The Bell-Ford algorithm is similar to the Dicos algorithm , which is based on the relaxation operation, that is, the estimated shortest path value is gradually replaced by a more accurate value, until the optimal solution is obtained. In two algorithms, the estimated distance between each edge of the calculation is greater than the true value, and is replaced by the minimum length of the newly found path. However, the DICOS algorithm chooses the non-processed node with the least weight by greedy method, and then relaxes the edge of it, while the Bertelsmann-Ford algorithm simply relaxes all the edges, altogether | V | − 1 times, where | V | Is the number of points in the graph.
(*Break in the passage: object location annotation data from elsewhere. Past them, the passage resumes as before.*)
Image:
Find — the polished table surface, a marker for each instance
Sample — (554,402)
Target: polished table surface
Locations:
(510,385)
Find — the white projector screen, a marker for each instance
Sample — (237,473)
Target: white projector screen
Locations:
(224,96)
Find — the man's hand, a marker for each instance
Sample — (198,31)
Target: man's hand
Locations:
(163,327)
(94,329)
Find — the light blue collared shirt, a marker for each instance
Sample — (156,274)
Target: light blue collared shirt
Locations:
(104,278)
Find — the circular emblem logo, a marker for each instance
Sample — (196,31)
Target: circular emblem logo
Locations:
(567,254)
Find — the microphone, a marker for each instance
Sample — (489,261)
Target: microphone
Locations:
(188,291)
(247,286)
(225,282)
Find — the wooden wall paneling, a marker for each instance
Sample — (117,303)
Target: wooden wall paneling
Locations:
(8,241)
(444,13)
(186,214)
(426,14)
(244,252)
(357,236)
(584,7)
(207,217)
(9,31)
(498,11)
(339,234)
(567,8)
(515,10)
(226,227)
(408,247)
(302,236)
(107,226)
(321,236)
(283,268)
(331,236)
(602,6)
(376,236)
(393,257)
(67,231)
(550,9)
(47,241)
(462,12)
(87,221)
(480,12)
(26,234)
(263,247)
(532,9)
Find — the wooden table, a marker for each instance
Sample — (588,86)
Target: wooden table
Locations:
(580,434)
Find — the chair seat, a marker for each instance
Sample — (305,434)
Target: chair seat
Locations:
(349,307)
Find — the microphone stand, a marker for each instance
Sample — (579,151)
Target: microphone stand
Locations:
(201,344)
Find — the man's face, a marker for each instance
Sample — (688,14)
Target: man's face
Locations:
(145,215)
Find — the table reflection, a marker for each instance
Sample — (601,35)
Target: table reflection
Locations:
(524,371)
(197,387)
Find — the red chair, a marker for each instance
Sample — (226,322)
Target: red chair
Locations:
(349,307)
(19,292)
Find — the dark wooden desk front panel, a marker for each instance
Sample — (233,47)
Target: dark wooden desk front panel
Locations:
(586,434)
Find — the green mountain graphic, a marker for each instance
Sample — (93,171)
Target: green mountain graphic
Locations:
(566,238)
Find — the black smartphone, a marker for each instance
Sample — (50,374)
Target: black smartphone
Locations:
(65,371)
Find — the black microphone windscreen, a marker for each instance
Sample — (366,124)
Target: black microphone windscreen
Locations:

In a repeating calculation, the number of edges that have been calculated to get the correct distance is increasing until all edges have been computed with the correct path. Such a strategy makes the Bidicos-Ford algorithm suitable for more types of input.
Most of the Bertelsmann-Ford algorithms Run O (| V| | E|) Times, | V| and | E| is the number of nodes and edges, respectively).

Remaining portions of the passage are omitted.